Monthly Archives: March 2005

Bay Area

Only in the Bay area: Last night I was down at the Mountain View In-n-Out Burger enjoying a double and chocolate shake when I ran into Paul Martino, CTO of Tribe, and his lovely wife. We were both on the “Open Source Infrastructure” panel just last week. Tribe is doing some neat things with open data and standards, it’s time to check them out again.
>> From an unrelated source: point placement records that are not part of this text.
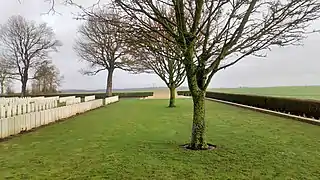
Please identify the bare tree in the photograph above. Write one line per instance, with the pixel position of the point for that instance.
(214, 35)
(161, 57)
(101, 44)
(5, 76)
(25, 46)
(47, 79)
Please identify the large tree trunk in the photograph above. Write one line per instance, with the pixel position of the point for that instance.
(24, 81)
(196, 81)
(23, 88)
(109, 82)
(198, 140)
(172, 101)
(2, 87)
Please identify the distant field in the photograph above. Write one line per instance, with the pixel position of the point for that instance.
(301, 92)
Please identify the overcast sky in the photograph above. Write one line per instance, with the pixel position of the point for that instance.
(283, 66)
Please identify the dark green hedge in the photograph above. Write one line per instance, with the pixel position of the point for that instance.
(299, 107)
(98, 95)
Open Source Business Conference

So there is an Open Source Business Conference happening in a few weeks a few blocks away from me and I just randomly came across the site. After SxSW, reading about OSBC is like being in another world: it’s $1500 to go, only two days long, the language on the site is sickeningly corporate, and I haven’t heard of a single person there. Then again, this is an “open source” conference with Microsoft as a platinum sponsor. A real Open Source conference would have no fees, everything would be web streamed, the line between speakers and attendees would be thin or non-existant, and the topics would not focus so much on money. Actually, it would be a bit like Bloggercon.

Usable Security

Usable Security is a new blog about—you guessed it—the intersection of usability and security. This comes up every few weeks since I improved the error messages on the WordPress login (and bbPress) to specify which part of the login was mistaken, the username or the password. Security folks see this as a problem because you’re revealing more information but I see making the error message more generic as premature security optimization. Plenty of systems where login names are public or easily discoverable, such as Yahoo, Gmail, Hotmail, most email systems, and so forth, seem to be doing just fine.